The Grade 2 19th Century North Warehouse, was designed by Jesse Hartley and built in 1855 and has been renamed in recognition to the city’s connection to the famous liner.
ADI Studio was responsible for the interior, and worked alongside Harcourt Construction and Cheshire-based furniture design and manufacturing business, Style Matters, who created an array of bespoke furniture pieces for the project.
Titanic Hotel Liverpool name cements its connection to the world-famous Titanic Visitor Centre in Belfast.
Pat adds: “This development is a Unesco World Heritage site and was one of the storehouses of the Empire and reverberates with character and history. We have ensured those qualities are carried into its reinvention as a place where people can meet, sleep, do business and enjoy themselves.”
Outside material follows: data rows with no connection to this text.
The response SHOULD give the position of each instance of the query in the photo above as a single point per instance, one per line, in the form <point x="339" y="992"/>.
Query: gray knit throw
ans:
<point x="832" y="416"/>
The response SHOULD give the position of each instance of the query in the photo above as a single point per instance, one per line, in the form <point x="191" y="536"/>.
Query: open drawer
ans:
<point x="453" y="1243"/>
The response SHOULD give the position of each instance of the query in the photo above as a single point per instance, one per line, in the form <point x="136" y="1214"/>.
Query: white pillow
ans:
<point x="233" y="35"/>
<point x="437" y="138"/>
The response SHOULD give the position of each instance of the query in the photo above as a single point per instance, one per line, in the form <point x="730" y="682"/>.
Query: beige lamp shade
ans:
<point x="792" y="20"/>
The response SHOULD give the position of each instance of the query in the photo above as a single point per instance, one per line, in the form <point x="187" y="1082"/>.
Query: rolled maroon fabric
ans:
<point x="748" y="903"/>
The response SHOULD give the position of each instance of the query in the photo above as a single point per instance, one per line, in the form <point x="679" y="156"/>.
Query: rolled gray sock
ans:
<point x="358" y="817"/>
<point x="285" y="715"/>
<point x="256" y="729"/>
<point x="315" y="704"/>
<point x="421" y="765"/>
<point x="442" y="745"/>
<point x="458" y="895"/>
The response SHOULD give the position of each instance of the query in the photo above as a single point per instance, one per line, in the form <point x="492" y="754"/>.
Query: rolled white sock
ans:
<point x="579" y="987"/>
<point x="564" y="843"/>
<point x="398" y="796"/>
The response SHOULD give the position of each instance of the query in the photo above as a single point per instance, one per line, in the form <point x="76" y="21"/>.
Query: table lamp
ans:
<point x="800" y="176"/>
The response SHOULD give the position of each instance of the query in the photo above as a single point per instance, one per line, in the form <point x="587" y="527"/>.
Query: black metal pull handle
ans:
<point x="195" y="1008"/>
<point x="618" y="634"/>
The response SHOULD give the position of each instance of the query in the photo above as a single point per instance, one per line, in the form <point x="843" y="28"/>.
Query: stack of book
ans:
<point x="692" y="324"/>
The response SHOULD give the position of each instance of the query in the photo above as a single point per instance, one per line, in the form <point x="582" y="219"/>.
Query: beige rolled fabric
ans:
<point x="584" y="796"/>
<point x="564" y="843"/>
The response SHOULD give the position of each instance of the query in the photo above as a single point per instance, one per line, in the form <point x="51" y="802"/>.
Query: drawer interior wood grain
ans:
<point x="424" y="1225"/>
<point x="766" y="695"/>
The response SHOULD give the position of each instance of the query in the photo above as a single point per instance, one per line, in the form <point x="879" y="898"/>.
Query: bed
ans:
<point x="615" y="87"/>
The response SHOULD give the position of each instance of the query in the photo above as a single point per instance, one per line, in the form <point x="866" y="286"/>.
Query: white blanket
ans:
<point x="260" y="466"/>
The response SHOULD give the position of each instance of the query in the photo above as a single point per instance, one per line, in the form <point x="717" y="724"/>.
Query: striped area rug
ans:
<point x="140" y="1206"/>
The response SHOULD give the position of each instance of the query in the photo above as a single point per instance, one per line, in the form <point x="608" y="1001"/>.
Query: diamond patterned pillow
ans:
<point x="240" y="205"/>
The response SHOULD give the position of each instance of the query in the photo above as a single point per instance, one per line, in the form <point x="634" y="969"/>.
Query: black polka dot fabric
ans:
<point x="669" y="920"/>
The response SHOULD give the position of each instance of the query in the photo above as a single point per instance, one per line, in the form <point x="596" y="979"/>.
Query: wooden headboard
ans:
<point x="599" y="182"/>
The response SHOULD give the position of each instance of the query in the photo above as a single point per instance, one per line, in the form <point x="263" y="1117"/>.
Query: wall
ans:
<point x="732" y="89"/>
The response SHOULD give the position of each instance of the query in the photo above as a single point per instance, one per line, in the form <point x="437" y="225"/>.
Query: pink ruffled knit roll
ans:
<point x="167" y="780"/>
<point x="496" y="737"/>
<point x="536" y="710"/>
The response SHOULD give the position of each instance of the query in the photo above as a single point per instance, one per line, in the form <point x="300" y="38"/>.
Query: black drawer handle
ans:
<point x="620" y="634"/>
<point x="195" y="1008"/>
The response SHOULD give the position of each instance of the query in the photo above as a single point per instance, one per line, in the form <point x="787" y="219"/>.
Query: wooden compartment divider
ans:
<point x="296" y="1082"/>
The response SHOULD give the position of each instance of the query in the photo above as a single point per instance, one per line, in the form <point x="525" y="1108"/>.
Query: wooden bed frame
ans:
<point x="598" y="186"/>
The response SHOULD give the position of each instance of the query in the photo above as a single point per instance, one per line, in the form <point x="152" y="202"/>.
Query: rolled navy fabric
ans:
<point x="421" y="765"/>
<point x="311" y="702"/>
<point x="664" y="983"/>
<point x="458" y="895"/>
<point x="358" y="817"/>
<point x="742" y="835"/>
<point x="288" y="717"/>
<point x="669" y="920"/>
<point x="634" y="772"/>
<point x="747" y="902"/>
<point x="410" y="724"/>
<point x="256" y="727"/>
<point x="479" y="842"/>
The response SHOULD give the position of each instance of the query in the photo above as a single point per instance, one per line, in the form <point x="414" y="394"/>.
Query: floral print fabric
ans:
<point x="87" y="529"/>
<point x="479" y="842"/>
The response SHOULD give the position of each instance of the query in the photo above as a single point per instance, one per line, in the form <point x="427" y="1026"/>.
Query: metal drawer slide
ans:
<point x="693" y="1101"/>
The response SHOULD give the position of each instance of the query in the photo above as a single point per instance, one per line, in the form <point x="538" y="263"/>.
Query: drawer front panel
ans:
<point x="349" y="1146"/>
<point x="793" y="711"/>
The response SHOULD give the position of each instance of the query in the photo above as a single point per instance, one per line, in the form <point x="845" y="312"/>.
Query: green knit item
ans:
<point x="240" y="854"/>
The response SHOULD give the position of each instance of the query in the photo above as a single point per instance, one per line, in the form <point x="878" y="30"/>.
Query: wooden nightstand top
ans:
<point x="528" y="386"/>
Titanic Hotel Liverpool will include a sumptuous luxury spa and will be the home of a distinctive new restaurant destination and the city’s new hideout, “The Rum Bar.”
Its standard-sized hotel rooms will be twice as big as a UK standard 4 Star room – a result of the unique design of the original building which stored goods from across the world such as rubber and tobacco.
The renovation project has retained the original brick and iron features of the warehouse, complementing them with high quality fittings and an open plan design approach, making the best use of the building’s huge spaces and vaulted brick ceilings.
The hotel’s waterside terrace – situated on the historic 19th Century dockside – has views across the dock to original Pumping Station and to the immense Tobacco Warehouse, described as the largest brick building in the world when it was built in the early 1900s.
The ground floor of the hotel will include a huge, light-filled open plan reception area and foyer with an exclusive VIP area and Italian-inspired coffee destination.
The restaurant and Rum Bar will also be on the ground floor, serving a unique menu created by industry acclaimed head chef Alex Worrall along with craft beers, fine wines and open theatre kitchens.
Ian Wynne, Head of Hotel Operations, said: “We believe the hotel’s quality and historical connections, combined with Liverpool’s brilliant offer as a tourist destination, will draw people from across the world. “This is about a local culture, genuine friendliness, style and chic in quantities that matter. Our people will reflect who and what we are, and will have genuine love and passion for what they do.”
Heritage consultant John Hinchcliffe, the former World Heritage Site officer for Liverpool City Council, said: “This is probably the last major collection of historic waterfront buildings in the UK, if not Europe, to undergo reinvention for the 21st Century. It is an absolutely integral part of the city’s World Heritage Site status and can certainly be described as globally significant.”